Before settling on this specific topic, I already knew that I wanted to explore data that dealt with language, in particular data that showcased the linguistic diversity of New York City. As a self-professed language nerd, I often find myself doing my own research on the role that language plays in the US and as of recent how non-English speakers navigate an English-dominant country and workforce. Initially I opted to visualize in a chart the percentage of languages spoken by New Yorkers, but then decided that I wanted to dig a bit deeper. I’m more so interested in how the presence of these myriad languages is showcased in different situations, whether that be an everyday interaction or something a bit more complex such as filing for bankruptcy.
After searching for language related datasets on data.world, I discovered that the Language Assistance Program released monthly reports of US citizens who filed for bankruptcy and requested translators for their meeting with creditors due to limited English proficiency. Upon request, these individuals were provided a phone call with an interpreter that spoke their preferred language.

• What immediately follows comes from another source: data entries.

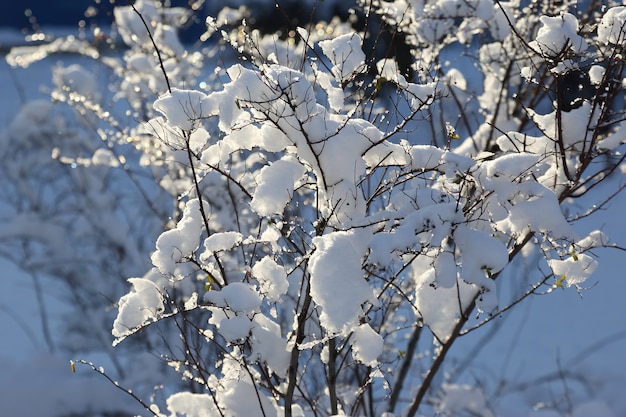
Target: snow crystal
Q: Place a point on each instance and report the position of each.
(337, 283)
(367, 345)
(142, 304)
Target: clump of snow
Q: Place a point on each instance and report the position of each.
(175, 244)
(276, 184)
(181, 108)
(142, 304)
(367, 345)
(272, 278)
(104, 157)
(612, 27)
(558, 34)
(235, 296)
(345, 54)
(219, 242)
(191, 404)
(337, 283)
(575, 269)
(596, 74)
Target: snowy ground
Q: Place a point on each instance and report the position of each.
(551, 333)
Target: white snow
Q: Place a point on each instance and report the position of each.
(337, 283)
(367, 345)
(141, 305)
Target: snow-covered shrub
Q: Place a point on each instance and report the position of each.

The most recent month available on data.world was for the month of May in 2017 so that is the dataset that I selected. Additionally, this dataset recorded individuals from nearly every major US city but for this assignment I wanted to focus solely on New Yorkers. As the Language Assistance Program was releasing monthly datasets, the languages listed tend to differ with each month. In this specific month, the languages that were requested by individuals filing for bankruptcy were Albanian, Bengali, Cantonese, Korean, Mandarin, Polish, Punjabi, Romanian, Russian and Spanish.

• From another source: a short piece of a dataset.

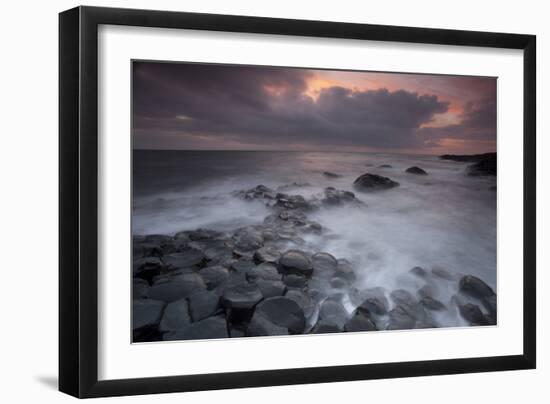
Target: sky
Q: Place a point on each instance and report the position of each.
(192, 106)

To create my chart, I transferred my chosen data -the requested languages, collective call duration with interpreter for each language, and whether the calls took place in what the dataset listed as either New York (Manhattan) or Brooklyn – into an Excel sheet, and from there transferred it to Tableau. I ultimately selected this chart as I thought that it best showcased the information. Based on the chart, it’s evident that some languages like Spanish are more recurrent and are present in both locations, while other languages like Cantonese only appear one or two times and only appear in one location. However, as I have only visualized a single month for this assignment, I feel that I do not have sufficient information to make any hypotheses or have any solid takeaways based on the dataset. The next steps I’m going to take is gather more data from previous posts by the Language Assistance Program, visualize them into charts and compare the information, specifically looking for patterns in recurring languages and call durations.